A sense of possibility, as Deresiewicz acknowledges, is a
product of class privilege. And indeed the humanities have historically
functioned as the playground of the rich, before they get down to the
real work of running the world. (A friend of mine, a Yale professor,
once said that part of ruling-class socialization was listening to a guy
with a beard talk about Marx.) Yet the humanities need not be reduced
to a mere luxury. Abundant testimony exists from teachers in
night-school classes, even in prisons, that comparatively uneducated
students can respond to great literature with passion and intelligence.
That encounter can be life-changing. A student of mine at Rutgers, a
Navy veteran, found that reading Heart of Darkness forced him
to come to terms with his own dark experiences in the first Gulf War.
Conrad led him to Melville and W. E. B. DuBois, to exploring the
mysteries of the divided self.
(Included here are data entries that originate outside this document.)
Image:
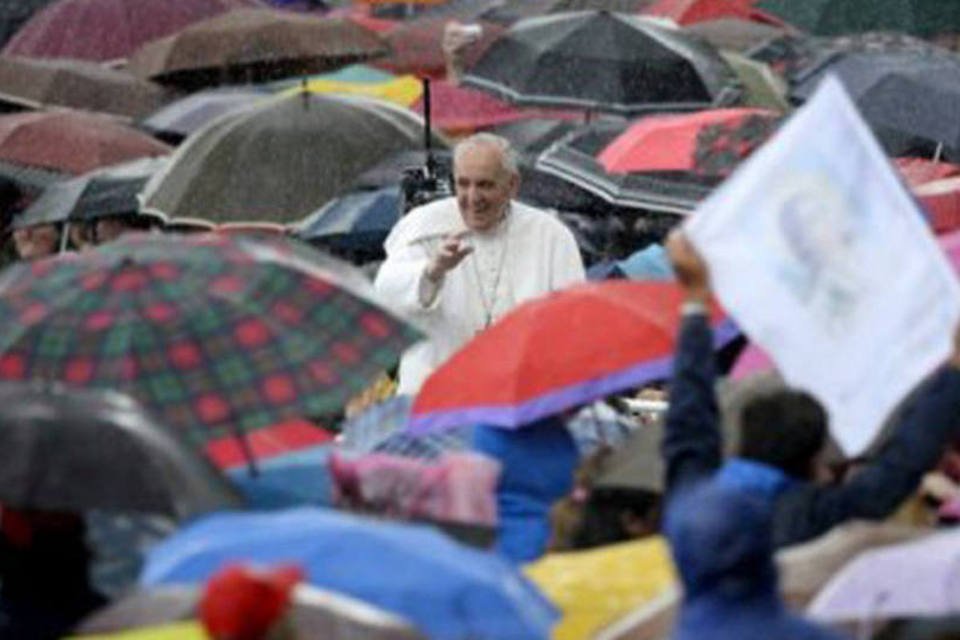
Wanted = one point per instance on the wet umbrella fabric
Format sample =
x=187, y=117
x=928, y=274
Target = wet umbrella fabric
x=254, y=45
x=108, y=191
x=358, y=221
x=79, y=450
x=902, y=93
x=282, y=159
x=215, y=335
x=189, y=114
x=621, y=64
x=77, y=84
x=514, y=373
x=445, y=589
x=72, y=142
x=102, y=30
x=314, y=614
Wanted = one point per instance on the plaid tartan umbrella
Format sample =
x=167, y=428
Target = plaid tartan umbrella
x=217, y=335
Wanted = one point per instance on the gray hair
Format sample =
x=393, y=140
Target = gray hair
x=508, y=156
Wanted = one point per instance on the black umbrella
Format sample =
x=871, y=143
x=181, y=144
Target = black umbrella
x=574, y=160
x=77, y=450
x=900, y=94
x=603, y=61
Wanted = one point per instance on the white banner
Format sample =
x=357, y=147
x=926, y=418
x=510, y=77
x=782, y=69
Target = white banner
x=823, y=258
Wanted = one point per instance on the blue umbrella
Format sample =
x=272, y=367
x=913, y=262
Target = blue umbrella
x=647, y=264
x=447, y=590
x=357, y=221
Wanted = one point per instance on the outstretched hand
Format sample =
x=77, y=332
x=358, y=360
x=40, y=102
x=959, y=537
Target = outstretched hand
x=452, y=252
x=691, y=270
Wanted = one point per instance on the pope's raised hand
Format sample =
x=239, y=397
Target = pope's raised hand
x=451, y=253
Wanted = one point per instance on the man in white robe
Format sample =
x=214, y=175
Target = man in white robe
x=460, y=264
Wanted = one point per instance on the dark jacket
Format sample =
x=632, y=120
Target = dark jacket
x=802, y=510
x=721, y=544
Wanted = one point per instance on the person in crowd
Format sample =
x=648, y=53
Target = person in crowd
x=44, y=574
x=537, y=465
x=722, y=546
x=783, y=434
x=37, y=241
x=459, y=264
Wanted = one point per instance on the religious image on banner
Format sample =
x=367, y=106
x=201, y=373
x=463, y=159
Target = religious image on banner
x=825, y=261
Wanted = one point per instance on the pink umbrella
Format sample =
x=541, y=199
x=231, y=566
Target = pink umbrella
x=456, y=110
x=108, y=29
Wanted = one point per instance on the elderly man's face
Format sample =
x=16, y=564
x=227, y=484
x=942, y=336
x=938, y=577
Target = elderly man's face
x=484, y=186
x=36, y=242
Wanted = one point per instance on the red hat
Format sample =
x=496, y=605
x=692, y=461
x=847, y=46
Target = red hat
x=243, y=603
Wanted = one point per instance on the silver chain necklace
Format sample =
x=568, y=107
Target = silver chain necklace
x=488, y=309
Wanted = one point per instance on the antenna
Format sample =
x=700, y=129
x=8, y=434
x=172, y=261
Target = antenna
x=428, y=130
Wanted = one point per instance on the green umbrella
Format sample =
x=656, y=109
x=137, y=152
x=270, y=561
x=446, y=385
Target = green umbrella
x=761, y=86
x=835, y=17
x=281, y=159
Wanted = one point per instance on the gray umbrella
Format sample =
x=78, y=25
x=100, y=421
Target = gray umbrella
x=281, y=159
x=76, y=450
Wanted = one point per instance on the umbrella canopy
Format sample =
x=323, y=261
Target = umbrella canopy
x=102, y=192
x=359, y=221
x=899, y=93
x=557, y=352
x=79, y=449
x=189, y=114
x=677, y=142
x=216, y=335
x=833, y=17
x=620, y=63
x=573, y=160
x=446, y=590
x=254, y=45
x=77, y=84
x=282, y=159
x=71, y=141
x=417, y=46
x=899, y=581
x=108, y=29
x=734, y=34
x=314, y=613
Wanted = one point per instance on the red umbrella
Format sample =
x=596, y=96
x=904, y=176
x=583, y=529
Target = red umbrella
x=672, y=142
x=692, y=11
x=72, y=141
x=457, y=110
x=108, y=29
x=560, y=351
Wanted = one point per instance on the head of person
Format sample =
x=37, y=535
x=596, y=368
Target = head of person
x=109, y=228
x=486, y=177
x=787, y=429
x=37, y=241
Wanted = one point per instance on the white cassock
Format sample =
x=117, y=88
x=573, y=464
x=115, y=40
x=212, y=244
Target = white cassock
x=528, y=254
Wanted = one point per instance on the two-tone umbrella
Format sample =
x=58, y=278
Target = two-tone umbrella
x=603, y=61
x=555, y=353
x=215, y=335
x=254, y=45
x=281, y=159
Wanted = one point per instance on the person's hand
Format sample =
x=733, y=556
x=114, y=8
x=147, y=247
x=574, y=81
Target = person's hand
x=452, y=252
x=689, y=267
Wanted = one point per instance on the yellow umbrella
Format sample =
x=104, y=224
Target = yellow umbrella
x=174, y=631
x=595, y=588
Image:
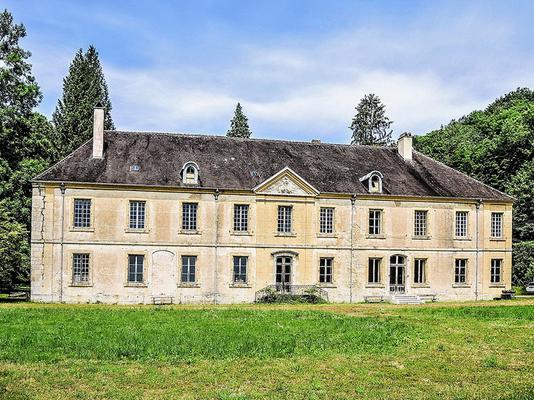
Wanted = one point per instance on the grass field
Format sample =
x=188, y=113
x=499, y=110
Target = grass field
x=438, y=351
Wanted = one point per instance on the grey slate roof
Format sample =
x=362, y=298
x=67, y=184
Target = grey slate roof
x=235, y=163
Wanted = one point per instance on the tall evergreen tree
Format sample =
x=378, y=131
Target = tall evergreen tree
x=370, y=124
x=83, y=88
x=239, y=124
x=26, y=149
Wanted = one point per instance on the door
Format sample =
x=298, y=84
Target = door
x=397, y=268
x=283, y=273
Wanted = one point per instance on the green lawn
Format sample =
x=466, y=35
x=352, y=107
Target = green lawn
x=444, y=351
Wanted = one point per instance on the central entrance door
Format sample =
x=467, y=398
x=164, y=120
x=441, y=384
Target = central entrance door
x=397, y=269
x=283, y=272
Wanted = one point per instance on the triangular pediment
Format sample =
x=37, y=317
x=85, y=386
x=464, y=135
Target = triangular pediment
x=286, y=183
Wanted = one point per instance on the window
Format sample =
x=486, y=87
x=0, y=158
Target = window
x=284, y=219
x=460, y=270
x=326, y=220
x=461, y=224
x=240, y=217
x=375, y=222
x=420, y=218
x=82, y=213
x=325, y=269
x=80, y=268
x=189, y=216
x=374, y=270
x=240, y=269
x=137, y=215
x=419, y=267
x=496, y=270
x=135, y=268
x=496, y=225
x=189, y=269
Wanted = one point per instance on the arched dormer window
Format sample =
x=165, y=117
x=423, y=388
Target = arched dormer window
x=373, y=180
x=190, y=173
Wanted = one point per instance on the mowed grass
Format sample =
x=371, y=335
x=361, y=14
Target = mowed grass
x=479, y=350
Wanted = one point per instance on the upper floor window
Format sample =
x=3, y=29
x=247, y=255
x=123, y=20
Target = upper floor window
x=496, y=225
x=190, y=173
x=420, y=222
x=136, y=263
x=284, y=219
x=189, y=216
x=496, y=270
x=461, y=224
x=80, y=268
x=326, y=220
x=82, y=213
x=240, y=269
x=375, y=222
x=325, y=269
x=240, y=217
x=137, y=214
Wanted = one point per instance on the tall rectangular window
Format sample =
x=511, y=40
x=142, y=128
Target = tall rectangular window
x=189, y=216
x=240, y=217
x=325, y=269
x=496, y=270
x=374, y=270
x=496, y=225
x=189, y=264
x=284, y=219
x=137, y=214
x=375, y=222
x=461, y=224
x=82, y=213
x=460, y=270
x=419, y=267
x=80, y=268
x=420, y=220
x=136, y=268
x=240, y=269
x=326, y=220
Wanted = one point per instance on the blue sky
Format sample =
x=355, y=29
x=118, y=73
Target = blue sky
x=298, y=67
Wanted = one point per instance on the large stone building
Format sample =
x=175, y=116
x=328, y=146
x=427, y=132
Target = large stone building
x=131, y=217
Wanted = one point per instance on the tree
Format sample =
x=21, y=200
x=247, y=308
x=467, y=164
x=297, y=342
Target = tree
x=370, y=124
x=239, y=124
x=83, y=88
x=27, y=146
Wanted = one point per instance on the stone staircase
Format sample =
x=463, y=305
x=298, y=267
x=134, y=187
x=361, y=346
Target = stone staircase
x=406, y=299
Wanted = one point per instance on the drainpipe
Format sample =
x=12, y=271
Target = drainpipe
x=62, y=187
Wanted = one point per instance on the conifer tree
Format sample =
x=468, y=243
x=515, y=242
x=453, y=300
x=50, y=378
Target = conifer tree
x=239, y=124
x=83, y=88
x=370, y=124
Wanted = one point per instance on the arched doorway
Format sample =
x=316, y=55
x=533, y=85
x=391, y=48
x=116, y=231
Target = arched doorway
x=397, y=274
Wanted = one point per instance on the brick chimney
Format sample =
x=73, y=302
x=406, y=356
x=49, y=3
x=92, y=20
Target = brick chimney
x=404, y=146
x=98, y=132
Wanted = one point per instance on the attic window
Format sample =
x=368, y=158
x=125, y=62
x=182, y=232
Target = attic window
x=190, y=173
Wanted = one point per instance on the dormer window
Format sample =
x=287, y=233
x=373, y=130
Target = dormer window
x=373, y=181
x=190, y=173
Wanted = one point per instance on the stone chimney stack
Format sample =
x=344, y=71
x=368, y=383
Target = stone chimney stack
x=404, y=146
x=98, y=132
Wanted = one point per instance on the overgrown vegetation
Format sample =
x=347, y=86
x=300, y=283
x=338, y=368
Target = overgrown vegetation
x=436, y=351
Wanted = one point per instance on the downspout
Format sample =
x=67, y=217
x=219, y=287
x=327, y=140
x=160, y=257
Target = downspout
x=215, y=269
x=62, y=187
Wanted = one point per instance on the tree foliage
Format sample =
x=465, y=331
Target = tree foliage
x=239, y=124
x=370, y=125
x=83, y=88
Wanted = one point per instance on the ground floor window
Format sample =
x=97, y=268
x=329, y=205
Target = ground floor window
x=325, y=269
x=240, y=269
x=135, y=268
x=496, y=270
x=374, y=270
x=189, y=269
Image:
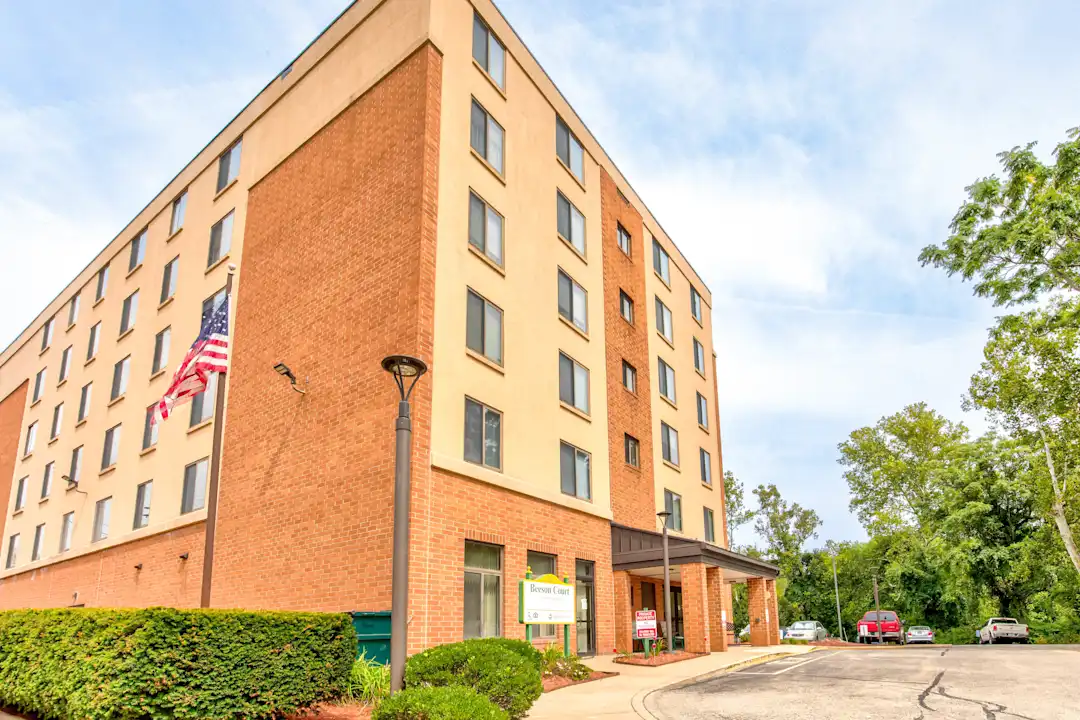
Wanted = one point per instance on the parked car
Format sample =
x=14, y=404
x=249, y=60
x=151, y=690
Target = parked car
x=891, y=627
x=919, y=634
x=1003, y=629
x=807, y=629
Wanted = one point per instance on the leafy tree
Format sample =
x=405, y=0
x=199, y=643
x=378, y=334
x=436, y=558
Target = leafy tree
x=1018, y=236
x=734, y=501
x=894, y=469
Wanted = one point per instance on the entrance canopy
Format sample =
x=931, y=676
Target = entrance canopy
x=642, y=553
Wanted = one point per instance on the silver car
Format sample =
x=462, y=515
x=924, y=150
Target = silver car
x=807, y=629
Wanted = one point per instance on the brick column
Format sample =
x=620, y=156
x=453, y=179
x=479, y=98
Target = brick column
x=718, y=635
x=623, y=612
x=694, y=607
x=757, y=601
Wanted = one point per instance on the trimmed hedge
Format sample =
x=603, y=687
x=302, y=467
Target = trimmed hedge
x=437, y=704
x=487, y=666
x=79, y=664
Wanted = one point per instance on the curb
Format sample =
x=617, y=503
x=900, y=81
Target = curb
x=637, y=702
It was a bumpy ride, but he came out of
it more alert, more aware, and more fully engaged with the world.
So why shouldn’t everyone have a shot at this
experience? Deresiewicz thinks everyone should. And he knows it’s more
than a matter of
affirmative action.
In fact he recognizes what a hollow charade that policy has become—a
legitimation of existing privilege. Quoting Walter Benn Michaels, he
writes, “the (very few) poor people at Harvard...reassure the (very
many) rich people at Harvard that you can’t just buy your way into
Harvard.” Deresiewicz realizes that the only affirmative action worth
the name is a policy that takes class as well as gender and ethnicity
into account. But ultimately affirmative action can never be more than a
Band-Aid on the carcinoma that afflicts higher education—the primacy of
technocratic, monetary standards. We need to create a world, he writes,
“where you don’t have to go to the Ivy League, or any private college,
to get a first-rate education.” Of course it is already possible to do
that at many fine state universities. But they are struggling to stay
afloat amid the systematic impoverishment of the public sector that has
lasted for decades and has only accelerated in the past few years. The
most egregious among many recent examples is the assault on the
University of Wisconsin by the Republican governor, Scott Walker. Since
1989, state spending on higher education in the United States has
dropped by half—a fact few commentators mention as they bewail the
rising cost of college. Of course tuition will rise under these
circumstances: somebody has to pay. As Deresiewicz acknowledges, public
higher education is suffering the same fate as K–12 education, not to
mention public-health initiatives and other essential government
services: they are all “starved of funds, then blamed for failing to
deliver.” So it is clear that the problems of higher education involve
far more than misplaced meritocratic mythology at Ivy League schools;
they are part of a general moral and political crisis.
The question remains: What is to be done? Despite his focus on the
Ivy League, Deresiewicz supplies valuable ammunition for embattled
defenders of the humanities, who too often have been reduced to mumbling
about corporate recruiters’ preference for English majors. It is time
to go on the offensive, and he has done so in fine style. Arguing for
the importance of the humanities is by no means a merely academic
gesture. As the antiwar counterculture of the ’60s learned, the
liberal-arts tradition has a radical edge; it is a prod to the moral
imagination, a seed-bed of political possibilities. The first step
toward challenging illegitimate power is the recognition that you can
indeed take that step—that there are alternatives available to the
future on offer. As a peace-activist colleague of mine in Missouri said,
when students wondered where to begin challenging the enormity of the
nuclear-arms race: “Well, you start where you’re at.”